Caely’s operations have come to a near halt since April, after the Malaysian Anti-Corruption Commission ordered that all of the group’s bank accounts be frozen as part of its probe into the alleged wrongdoings of a former director. Yet the tussle for control of Caely between factions in the group continues to be played out in public.

What is it that makes Caely appealing? According to Minority Shareholders Watch Group (MSWG) CEO Devanesan Evanson, the very fact that it is listed makes it a gem.

“[That is] more so for listed companies with an abundance of cash and low or no gearing. There is a premium to being listed. Control of a listed entity brings about all kinds of future possibilities given the higher profile of the listed entity. The listed entity becomes a vehicle for many business opportunities. That is why sometimes there is a tussle to control a listed entity even when there may not be [any valuable assets]. The prestige that comes with owning a listed entity has many benefits accruing to it,” he tells The Edge.

Caely had a net cash position of RM8.78 million as at end-June 2022, with RM25.36 million in cash and deposits, and total borrowings of RM16.58 million.

The group’s unaudited cash flow statement as at end-June showed that its deposit, cash and bank balance soared to RM16.16 million from RM2.8 million as at March 31, partly boosted by a private placement exercise that raised RM7.94 million plus a bank overdraft of RM4.75 million.

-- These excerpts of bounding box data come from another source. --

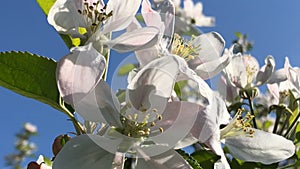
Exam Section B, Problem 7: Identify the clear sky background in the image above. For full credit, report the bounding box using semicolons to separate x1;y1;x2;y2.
0;0;300;168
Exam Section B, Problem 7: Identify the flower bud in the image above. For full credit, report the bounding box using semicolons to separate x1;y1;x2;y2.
27;161;41;169
52;134;71;156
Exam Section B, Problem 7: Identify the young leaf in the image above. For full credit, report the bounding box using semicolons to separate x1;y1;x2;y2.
191;150;220;168
36;0;76;48
118;64;136;76
0;51;63;111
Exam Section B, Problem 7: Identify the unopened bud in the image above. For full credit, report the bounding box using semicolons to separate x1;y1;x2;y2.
27;161;41;169
52;134;71;156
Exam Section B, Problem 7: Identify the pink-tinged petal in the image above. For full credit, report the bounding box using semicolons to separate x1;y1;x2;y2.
188;32;225;69
52;135;115;169
103;0;141;34
151;101;204;148
141;0;165;32
103;27;159;52
191;95;230;143
127;56;179;113
225;129;295;164
47;0;85;37
267;83;279;104
136;150;192;169
126;18;142;32
256;55;275;86
56;44;105;104
135;45;159;67
73;80;121;127
267;69;288;84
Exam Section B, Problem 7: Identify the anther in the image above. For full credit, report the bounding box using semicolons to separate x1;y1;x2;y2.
156;114;162;120
159;127;164;133
150;121;155;127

When asked what MSWG’s advice to Caely’s minority shareholders would be, Evanson says that largely depends on investors’ risk appetite.

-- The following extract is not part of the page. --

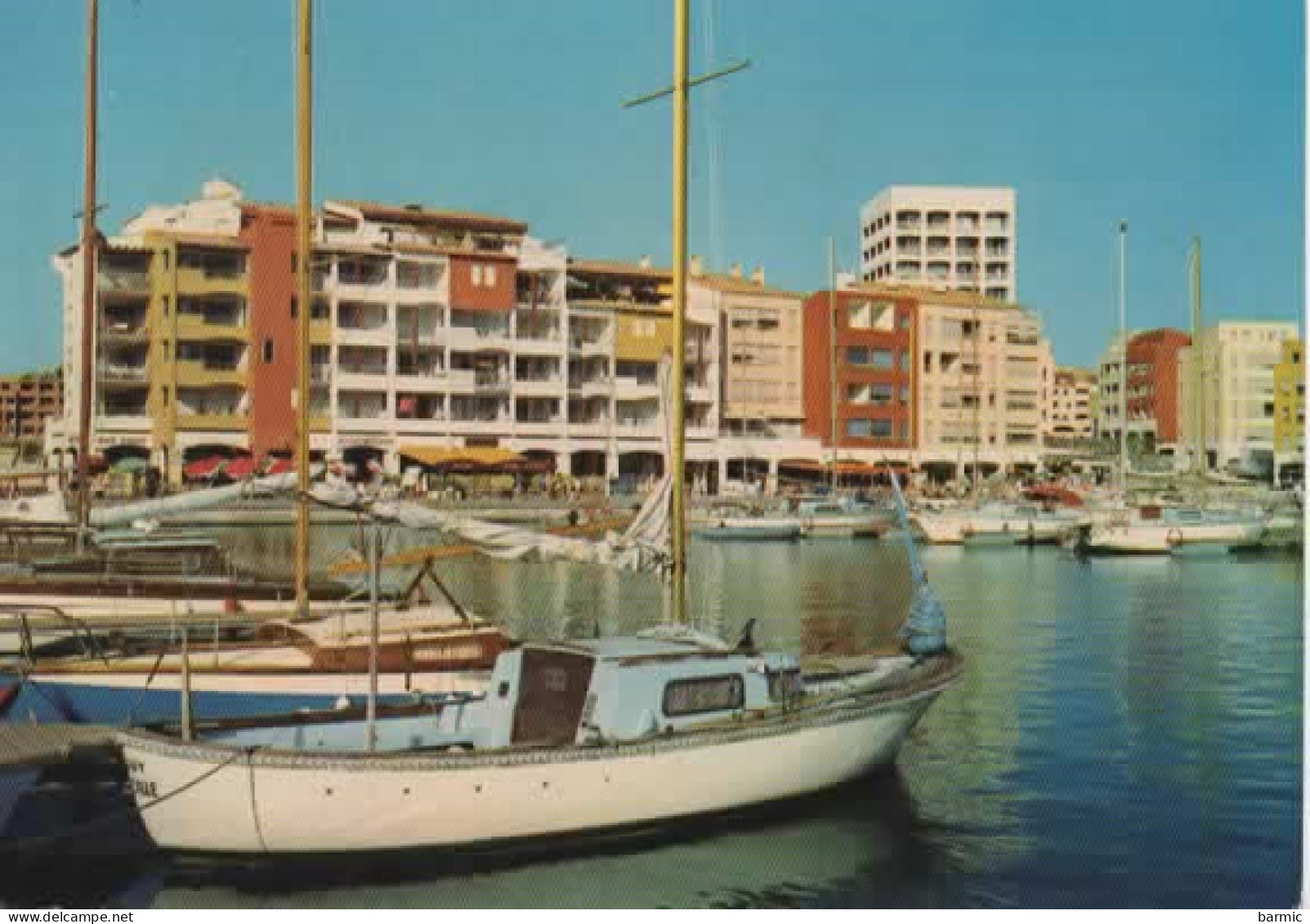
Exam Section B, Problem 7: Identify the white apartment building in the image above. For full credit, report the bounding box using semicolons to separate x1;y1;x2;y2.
860;185;1018;301
1045;367;1099;444
915;291;1052;479
1179;320;1301;474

“Risk-averse investors with a low tolerance for risk, that is, a low risk appetite, should consider trimming their stake or divesting. Those with a higher risk tolerance may wish to wait and see,” he says, adding that there cannot be a “one size fits all” recommendation.

“Again, one must remember the old adage that, generally, there is no smoke without fire. And balance that with the fact that one is innocent till proven guilty.

“The threshold for risk is the key determinant for a shareholder to decide whether he wants to ride the storm or exit the company with the adverse news surrounding it,” he adds.

Listed on the Main Market of Bursa Malaysia since 2003, Caely manufactures and sells its lingerie products under the Caely and Lunavie brands. Its 2021 annual report shows that it has its own production complex on a 7.04-acre site in Teluk Intan, Perak.

In 2013, the group entered into the property development and construction market with projects in Perak and Selangor. According to the annual report, Caely started its maiden mixed-use development project at Taman Universiti Wallagonia, Tapah Road, Perak in 2014. This project adjoins the Universiti Teknologi Mara, Tapah campus.

Caely completed the first phase of this project in September 2017, and the next phase that had been scheduled to commence in September 2021 comprises 86 units of two-storey terraced houses.

Caely also has a project in the Ulu Kelang area in Selangor, with 126 units of affordable high-rise condominiums. “This project was once abandoned and the group managed to revive it completely. A vacant lot measuring approximately two acres adjacent to the current condominium project is next in line awaiting future development,” it said.

In May 2020, it ventured into the production of face masks and personal protective equipment (PPE), targeting markets in Germany, the US, Australia, Saudi Arabia and India. An agreement was signed with Ni Hsin Resources Bhd to appoint Caely’s wholly-owned subsidiary Marywah Industries (M) Sdn Bhd as the original equipment manufacturer of Ni Hsin’s fabric face masks and PPE. The agreement is valid until the end of this year. In October 2021, Caely had allocated RM5 million as working capital for product diversification.